Our last stop is of course the most painful stop of my three weeks in the Congo. It is a small village only one-and-a-half hours outside of Bukavu, yet no one has been here to help the women survivors living there for years. The survivors ask to meet us. We gather in a small shack with one light bulb. There are thirty women and what I think is one older woman. In this shack I see and feel and hear stories that should make the world weak with shame and regret. I think to myself is it possible in the year 2009 in this village, in this shack that these stories could be told? One woman drops her shirt and shows me her stump of an arm which she lost when she was raped by many and then shot, another shows me her missing foot, another shows me the gunshot wounds in her arm. All the women have been raped many times. Some can hardly lift their heads. There were hard rains a few weeks ago and they all lost their homes so they are now living in the road. (V-Day gives them a grant for sheeting for new roofs). There is a 17-year-old girl nursing a baby born of rape. I ask how she feels about the baby and she says: “How can I not love my baby?” The baby is very sick and is getting smaller and smaller every day. Clearly, the baby has AIDS. If it is this bad this close to the city, I am frightened to think what it must be like for women deep into the forests. At the end, the person I think is an older woman speaks and it turns out to be a man. He was once a tailor. His name is Emanuel. The militias broke into his house. They forced him to rape his family, his children and his wife. Then they killed all of them. Then they raped him and forced him to carry things that were heavy.
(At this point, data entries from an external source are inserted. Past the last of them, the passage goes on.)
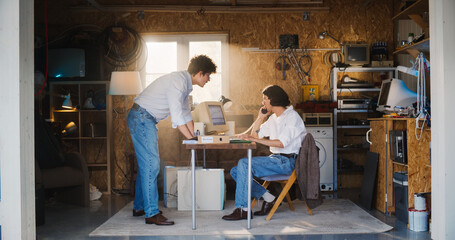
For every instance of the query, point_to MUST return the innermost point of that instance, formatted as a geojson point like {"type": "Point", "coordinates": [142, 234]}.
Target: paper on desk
{"type": "Point", "coordinates": [189, 141]}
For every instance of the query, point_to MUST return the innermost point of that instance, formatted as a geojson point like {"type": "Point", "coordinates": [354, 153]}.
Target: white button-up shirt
{"type": "Point", "coordinates": [288, 128]}
{"type": "Point", "coordinates": [168, 95]}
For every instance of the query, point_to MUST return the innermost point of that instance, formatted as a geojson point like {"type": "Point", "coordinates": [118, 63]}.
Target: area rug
{"type": "Point", "coordinates": [334, 216]}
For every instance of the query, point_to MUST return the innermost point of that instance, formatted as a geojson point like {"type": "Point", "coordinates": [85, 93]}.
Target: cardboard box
{"type": "Point", "coordinates": [210, 189]}
{"type": "Point", "coordinates": [310, 93]}
{"type": "Point", "coordinates": [212, 139]}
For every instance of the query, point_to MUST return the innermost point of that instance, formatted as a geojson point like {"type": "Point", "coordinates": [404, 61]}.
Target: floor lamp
{"type": "Point", "coordinates": [125, 83]}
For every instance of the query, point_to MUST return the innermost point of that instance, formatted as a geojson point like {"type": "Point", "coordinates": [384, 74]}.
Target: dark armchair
{"type": "Point", "coordinates": [70, 179]}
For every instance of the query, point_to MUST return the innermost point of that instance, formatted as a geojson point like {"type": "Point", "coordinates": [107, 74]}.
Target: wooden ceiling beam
{"type": "Point", "coordinates": [201, 9]}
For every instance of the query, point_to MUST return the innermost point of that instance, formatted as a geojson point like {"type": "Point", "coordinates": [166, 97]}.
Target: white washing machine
{"type": "Point", "coordinates": [323, 137]}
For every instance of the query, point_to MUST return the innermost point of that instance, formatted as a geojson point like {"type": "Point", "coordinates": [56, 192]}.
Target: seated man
{"type": "Point", "coordinates": [286, 132]}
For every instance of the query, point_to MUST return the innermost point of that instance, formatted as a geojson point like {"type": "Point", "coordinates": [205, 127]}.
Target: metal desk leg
{"type": "Point", "coordinates": [193, 184]}
{"type": "Point", "coordinates": [204, 156]}
{"type": "Point", "coordinates": [249, 188]}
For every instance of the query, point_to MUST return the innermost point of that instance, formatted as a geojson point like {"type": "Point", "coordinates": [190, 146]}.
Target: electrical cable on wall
{"type": "Point", "coordinates": [47, 49]}
{"type": "Point", "coordinates": [421, 65]}
{"type": "Point", "coordinates": [305, 62]}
When he didn’t move fast enough they cut off his arm. He is the saddest man I have ever seen. He travels only with the women survivors, unable to forgive himself for what he did to his family.  This is one shack in one village. There are thousands of these shacks all over Eastern Congo. The women are being destroyed. As Dr. Mukwege says, “this is Genocide. If you destroy all the women the Congolese people will not exist in years to come.”

There is this terrible story and then there is the other – the women finding each other mystically, spiritually, bonding, refusing to kill themselves, helping the others with the little they have, breaking the silence, planting the fields, refusing to leave until they are operated on, bringing up orphans and the children born of rape. There are these two stories.

I choose to believe the story of women will be the story that triumphs. It will require all of us. The women of Congo need the world to stop exploiting minerals. They need the war to end so they can walk in the streets and fields and forests, so they can give birth to babies out of love, so they can have their bodies whole and in tact, so they can live
without fear.

Fight for them. Support them. Get more active.